# Book Recommendation System Project

### Team Members: Aditya, Jainam, TzuHung.

## Introduction

This project aims to develop a sophisticated book recommendation system leveraging the extensive Goodbooks-10k dataset. The primary goal is to enhance the reading experience by providing personalized book recommendations through a dual-component system. This system comprises two main modules: a user-based recommendation engine and an item-based recommendation engine. By employing advanced collaborative filtering techniques, the project seeks to significantly improve user engagement and satisfaction with tailored book suggestions.

## Objectives
Creating Item-Based Recommender System as well as User-Based Recommender Systems using collaborative filtering method to generate book recommendations based on a particular item as well as the user.

## Key Findings
We successfully developed item-based and user-based recommender systems leveraging the K-Nearest Neighbor (KNN) algorithm. Through careful preprocessing, we refined our datasets to focus on users who have provided 50 or more ratings and books that have received significant attention, ensuring the recommendations' relevance and reliability. The core of our system lies in creating a sparse matrix from user ratings, enabling efficient computation of nearest neighbors. By fitting the KNN model into this matrix, we established a foundation for making personalized book recommendations. 
Our system uniquely addresses the challenge of scalability and accuracy in collaborative filtering by selecting a subset of users and items that contribute most to the recommendation process. The use of Adjusted Cosine Similarity further refines the model by mitigating the impact of varying rating scales among different users, enhancing the quality of recommendations.




## Methodology

### Data Collection
We chose Goodbooks – 10k as our dataset from kaggle. It not only contains the necessary attributes we need but also provides enough data for training the model. Below are a few columns from our dataset.

### Data Preprocessing
**Preprocessing Books Data**
Selection and Renaming: From the books_dataset, you selected relevant columns: ISBN, Book-Title, Book-Author, Year-Of-Publication, and Publisher. These columns were then renamed to isbn, title, author, year, and publisher for consistency and ease of access in subsequent operations.
![image.png](attachment:image.png)

**Preprocessing Ratings Data**
Renaming: The ratings_dataset was processed by renaming its columns to user_id, isbn, and rating, aligning the column names with their respective content and ensuring uniformity across the datasets.
![image-2.png](attachment:image-2.png)

**Preprocessing Users Data**
Renaming and Shape Inspection: Similarly, users_dataset columns were renamed to user_id, location, and age. You also inspected the shape of the users dataset to understand its dimensions.
![image-3.png](attachment:image-3.png)

**Null Value Inspection:** You checked for null values or missing data in the books dataframe using a combination of isnull(), empty, and isna() methods, summed across the dataframe to identify any issues with the data quality.
![image-4.png](attachment:image-4.png)

**Initial Data Overview:** Using books.head(10), you displayed the first 10 entries of the books dataframe to get an insight into the data's structure and content.
![image-5.png](attachment:image-5.png)

**Dataframe Information:** The books.info() method was used to obtain a concise summary of the dataframe, providing details on the number of entries, the data type of each column, and memory usage, which is crucial for understanding the dataset's structure and identifying any potential issues requiring further cleaning or transformation.

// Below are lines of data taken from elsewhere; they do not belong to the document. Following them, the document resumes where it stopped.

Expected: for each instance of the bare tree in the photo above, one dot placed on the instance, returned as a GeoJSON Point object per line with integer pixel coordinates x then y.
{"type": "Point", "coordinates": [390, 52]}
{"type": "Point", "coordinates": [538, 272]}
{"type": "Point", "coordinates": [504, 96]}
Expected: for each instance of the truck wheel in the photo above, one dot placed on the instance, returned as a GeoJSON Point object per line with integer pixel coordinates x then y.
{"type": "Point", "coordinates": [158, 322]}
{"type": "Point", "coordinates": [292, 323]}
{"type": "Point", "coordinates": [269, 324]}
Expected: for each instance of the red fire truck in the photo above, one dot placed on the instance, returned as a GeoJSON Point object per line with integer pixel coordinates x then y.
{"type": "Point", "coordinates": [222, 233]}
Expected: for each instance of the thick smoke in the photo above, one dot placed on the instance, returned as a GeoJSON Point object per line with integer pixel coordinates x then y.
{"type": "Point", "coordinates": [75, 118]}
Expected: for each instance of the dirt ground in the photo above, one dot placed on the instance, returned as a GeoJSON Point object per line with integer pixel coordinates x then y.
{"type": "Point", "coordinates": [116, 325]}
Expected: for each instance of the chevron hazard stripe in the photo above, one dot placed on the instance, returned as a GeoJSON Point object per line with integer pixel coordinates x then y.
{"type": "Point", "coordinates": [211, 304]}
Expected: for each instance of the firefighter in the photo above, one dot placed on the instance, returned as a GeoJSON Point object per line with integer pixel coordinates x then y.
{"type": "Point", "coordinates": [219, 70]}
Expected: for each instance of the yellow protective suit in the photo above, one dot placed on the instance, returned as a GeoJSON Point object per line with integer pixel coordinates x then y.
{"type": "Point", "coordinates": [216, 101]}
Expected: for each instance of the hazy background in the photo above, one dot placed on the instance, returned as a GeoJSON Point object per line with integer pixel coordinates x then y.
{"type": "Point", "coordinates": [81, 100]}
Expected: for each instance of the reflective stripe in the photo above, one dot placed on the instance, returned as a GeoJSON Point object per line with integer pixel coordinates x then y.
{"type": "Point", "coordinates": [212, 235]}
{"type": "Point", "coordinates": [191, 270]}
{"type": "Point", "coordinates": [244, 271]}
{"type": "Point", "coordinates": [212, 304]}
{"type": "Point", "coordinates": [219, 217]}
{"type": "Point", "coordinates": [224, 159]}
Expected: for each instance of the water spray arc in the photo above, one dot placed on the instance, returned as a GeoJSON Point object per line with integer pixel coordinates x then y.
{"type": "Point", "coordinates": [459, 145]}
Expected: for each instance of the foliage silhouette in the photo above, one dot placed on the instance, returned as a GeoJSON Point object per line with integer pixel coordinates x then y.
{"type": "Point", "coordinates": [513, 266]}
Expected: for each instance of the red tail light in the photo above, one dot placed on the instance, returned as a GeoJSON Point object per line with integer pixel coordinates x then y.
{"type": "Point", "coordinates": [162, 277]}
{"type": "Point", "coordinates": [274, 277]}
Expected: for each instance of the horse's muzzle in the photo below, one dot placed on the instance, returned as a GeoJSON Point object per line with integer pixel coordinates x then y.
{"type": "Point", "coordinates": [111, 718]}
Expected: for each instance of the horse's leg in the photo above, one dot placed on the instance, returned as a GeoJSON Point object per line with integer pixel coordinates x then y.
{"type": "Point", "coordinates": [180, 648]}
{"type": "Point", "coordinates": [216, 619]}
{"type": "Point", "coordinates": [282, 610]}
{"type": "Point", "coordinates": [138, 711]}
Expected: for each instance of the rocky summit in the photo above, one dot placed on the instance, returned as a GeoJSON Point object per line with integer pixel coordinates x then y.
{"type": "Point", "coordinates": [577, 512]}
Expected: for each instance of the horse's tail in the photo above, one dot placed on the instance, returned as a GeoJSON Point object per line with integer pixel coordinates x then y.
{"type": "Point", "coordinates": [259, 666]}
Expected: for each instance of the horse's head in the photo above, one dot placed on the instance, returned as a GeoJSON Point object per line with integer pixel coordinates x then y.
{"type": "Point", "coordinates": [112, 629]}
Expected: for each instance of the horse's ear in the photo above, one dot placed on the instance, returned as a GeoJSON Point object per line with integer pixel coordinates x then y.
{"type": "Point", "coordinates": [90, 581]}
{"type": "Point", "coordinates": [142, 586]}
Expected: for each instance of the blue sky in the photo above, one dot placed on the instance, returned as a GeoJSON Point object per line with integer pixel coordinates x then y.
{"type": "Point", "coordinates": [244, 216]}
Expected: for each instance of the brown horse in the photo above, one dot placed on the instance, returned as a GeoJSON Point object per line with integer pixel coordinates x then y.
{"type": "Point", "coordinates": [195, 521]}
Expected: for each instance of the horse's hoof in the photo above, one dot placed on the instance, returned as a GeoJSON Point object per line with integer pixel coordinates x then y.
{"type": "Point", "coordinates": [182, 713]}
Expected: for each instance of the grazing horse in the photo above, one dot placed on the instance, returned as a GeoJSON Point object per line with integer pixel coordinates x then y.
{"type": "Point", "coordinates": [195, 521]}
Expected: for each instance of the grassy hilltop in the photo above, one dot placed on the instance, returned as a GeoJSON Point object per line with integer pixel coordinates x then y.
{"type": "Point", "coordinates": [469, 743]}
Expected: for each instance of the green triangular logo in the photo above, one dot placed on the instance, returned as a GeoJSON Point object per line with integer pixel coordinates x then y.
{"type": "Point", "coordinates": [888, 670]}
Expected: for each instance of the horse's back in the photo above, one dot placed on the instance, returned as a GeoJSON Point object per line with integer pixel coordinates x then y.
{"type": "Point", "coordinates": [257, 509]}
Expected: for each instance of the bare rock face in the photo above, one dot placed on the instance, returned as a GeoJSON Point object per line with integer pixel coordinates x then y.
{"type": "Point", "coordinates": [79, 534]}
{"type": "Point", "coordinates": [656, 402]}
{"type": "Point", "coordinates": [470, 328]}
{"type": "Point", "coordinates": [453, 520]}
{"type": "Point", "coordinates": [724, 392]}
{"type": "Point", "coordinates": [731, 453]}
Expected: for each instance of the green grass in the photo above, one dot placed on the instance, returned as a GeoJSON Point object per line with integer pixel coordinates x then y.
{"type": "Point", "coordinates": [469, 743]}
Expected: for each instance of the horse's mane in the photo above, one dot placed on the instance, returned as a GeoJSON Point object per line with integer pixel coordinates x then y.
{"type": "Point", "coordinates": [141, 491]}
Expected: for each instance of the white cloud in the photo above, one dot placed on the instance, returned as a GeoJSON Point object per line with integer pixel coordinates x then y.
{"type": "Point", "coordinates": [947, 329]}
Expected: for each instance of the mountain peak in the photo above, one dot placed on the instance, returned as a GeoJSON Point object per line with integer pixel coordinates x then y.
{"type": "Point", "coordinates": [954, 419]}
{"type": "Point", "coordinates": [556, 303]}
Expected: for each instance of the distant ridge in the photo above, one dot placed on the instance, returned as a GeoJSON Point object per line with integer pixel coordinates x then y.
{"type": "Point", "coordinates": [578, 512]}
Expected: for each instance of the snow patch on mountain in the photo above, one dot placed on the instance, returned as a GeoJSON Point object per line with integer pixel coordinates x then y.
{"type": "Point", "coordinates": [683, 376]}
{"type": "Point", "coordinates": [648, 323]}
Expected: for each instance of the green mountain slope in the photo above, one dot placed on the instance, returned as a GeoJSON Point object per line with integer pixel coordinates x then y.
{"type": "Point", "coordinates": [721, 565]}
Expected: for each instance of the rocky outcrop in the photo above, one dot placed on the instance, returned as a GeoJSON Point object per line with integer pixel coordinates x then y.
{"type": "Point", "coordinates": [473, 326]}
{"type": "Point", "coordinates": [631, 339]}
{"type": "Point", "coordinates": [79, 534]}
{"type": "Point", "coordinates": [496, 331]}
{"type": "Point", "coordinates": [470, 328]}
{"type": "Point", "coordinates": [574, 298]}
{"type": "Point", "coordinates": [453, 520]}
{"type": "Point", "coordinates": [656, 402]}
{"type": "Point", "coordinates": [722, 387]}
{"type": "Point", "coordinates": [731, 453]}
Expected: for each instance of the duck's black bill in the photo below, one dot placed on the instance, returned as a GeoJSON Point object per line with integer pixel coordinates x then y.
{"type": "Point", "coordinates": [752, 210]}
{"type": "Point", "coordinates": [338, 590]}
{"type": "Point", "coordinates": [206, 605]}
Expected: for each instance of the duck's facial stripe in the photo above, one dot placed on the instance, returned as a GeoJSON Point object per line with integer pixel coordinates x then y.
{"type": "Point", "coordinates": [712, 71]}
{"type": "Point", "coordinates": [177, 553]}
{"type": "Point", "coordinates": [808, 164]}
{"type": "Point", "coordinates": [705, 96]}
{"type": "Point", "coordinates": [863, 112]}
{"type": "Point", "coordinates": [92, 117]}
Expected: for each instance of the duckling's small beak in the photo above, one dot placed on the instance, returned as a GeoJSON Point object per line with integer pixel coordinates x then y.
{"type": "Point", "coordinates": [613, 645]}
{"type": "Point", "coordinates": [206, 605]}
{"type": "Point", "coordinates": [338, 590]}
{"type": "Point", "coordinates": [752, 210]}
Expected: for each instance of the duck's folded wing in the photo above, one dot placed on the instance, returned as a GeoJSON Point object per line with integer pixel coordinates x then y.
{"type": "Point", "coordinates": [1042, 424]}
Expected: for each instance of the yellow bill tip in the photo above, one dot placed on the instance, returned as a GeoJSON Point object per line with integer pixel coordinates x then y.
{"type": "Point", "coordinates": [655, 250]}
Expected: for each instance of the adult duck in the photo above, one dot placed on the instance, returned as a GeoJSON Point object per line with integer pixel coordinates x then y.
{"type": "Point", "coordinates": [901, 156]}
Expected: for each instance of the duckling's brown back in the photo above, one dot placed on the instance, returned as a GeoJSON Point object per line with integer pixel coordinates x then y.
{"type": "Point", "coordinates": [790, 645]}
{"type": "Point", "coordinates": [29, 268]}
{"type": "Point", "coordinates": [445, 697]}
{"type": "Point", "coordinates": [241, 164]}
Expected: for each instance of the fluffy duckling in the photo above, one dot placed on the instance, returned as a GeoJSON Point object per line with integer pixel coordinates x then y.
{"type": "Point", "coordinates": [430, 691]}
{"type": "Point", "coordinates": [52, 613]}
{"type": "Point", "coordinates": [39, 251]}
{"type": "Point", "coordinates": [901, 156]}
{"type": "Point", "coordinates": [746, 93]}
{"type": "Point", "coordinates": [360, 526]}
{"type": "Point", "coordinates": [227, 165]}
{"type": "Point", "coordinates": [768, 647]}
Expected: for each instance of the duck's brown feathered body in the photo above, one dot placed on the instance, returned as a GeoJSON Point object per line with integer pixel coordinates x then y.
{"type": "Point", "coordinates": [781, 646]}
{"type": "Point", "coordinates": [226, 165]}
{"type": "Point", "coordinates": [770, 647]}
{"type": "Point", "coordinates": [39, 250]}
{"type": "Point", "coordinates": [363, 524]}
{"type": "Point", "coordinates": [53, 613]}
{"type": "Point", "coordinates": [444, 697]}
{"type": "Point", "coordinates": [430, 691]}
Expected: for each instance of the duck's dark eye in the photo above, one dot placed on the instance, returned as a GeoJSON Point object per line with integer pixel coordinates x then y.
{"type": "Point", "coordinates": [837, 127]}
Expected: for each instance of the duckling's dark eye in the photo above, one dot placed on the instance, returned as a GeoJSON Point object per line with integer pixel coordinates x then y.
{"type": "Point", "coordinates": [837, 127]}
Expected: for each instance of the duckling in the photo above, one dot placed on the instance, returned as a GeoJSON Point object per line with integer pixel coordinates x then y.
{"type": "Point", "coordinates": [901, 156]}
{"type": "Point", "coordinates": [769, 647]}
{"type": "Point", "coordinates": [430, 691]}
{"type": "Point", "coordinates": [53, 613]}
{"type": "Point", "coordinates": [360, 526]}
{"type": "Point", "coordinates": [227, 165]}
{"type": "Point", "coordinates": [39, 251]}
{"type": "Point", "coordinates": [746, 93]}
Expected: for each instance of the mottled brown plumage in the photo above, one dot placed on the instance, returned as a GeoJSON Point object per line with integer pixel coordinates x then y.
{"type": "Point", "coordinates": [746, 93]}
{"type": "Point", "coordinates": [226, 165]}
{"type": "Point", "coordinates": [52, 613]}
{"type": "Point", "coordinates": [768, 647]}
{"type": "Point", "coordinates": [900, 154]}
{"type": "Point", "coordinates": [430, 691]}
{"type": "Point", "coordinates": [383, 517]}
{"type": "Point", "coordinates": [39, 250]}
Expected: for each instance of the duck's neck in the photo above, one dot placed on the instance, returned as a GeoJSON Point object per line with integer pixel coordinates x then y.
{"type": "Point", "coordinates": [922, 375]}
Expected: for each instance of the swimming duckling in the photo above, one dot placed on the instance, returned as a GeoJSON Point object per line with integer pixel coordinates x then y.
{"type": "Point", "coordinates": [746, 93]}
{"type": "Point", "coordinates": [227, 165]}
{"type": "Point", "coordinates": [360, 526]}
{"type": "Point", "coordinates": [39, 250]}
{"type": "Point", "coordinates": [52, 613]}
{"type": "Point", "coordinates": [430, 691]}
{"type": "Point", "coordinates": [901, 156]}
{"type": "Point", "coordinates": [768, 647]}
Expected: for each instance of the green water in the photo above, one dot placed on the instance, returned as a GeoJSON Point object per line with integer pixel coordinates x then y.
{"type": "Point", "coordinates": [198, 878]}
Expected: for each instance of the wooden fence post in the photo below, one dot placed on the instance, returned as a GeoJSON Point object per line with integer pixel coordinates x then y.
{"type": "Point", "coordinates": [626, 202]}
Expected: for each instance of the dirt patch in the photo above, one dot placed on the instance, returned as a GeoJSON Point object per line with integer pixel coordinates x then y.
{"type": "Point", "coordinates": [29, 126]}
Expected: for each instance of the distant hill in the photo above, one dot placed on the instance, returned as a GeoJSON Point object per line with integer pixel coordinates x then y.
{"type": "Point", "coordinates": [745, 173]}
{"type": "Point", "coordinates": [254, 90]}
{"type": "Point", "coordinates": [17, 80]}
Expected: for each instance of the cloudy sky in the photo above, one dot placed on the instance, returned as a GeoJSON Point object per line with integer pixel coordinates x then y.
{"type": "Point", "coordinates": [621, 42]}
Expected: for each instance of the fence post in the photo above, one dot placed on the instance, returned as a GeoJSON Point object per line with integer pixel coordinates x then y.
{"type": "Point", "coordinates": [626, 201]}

**Dataset Size:** The shape of the books dataframe was inspected using books.shape, determining the total number of books (rows) and attributes (columns) available for analysis and recommendation.

**Filtering Users Based on Review Count**

*Calculating User Review Counts:* The first step involves grouping the ratings dataframe by UserID and counting the number of ISBNs (books) rated by each user. This produces a series (ratings_count) where each index represents a unique UserID, and the corresponding value is the number of books they've rated.

*Identifying Active Users:* You then filter this series to identify "active users" - defined as users who have rated more than 50 books. This threshold helps focus the recommendation system on users who have provided enough data to inform meaningful recommendations. The .index.tolist() method extracts the UserIDs of these active users into a list (active_users_id).

*Filtering Active Users:* With the list of active user IDs, you filter the original ratings dataframe to include only the rows where the UserID is in the active_users_id list. This results in a new dataframe (active_users) containing only the ratings from users who have reviewed more than 50 books.
![image-6.png](attachment:image-6.png)

**Filtering Books Based on Ratings Count**

*Calculating Book Ratings Counts:* Similar to users, you group the active_users dataframe by ISBN and count the number of users (UserID) who have rated each book. This yields a series (item_ratings_count) where each index represents an ISBN, and the value is the count of users who have rated that book.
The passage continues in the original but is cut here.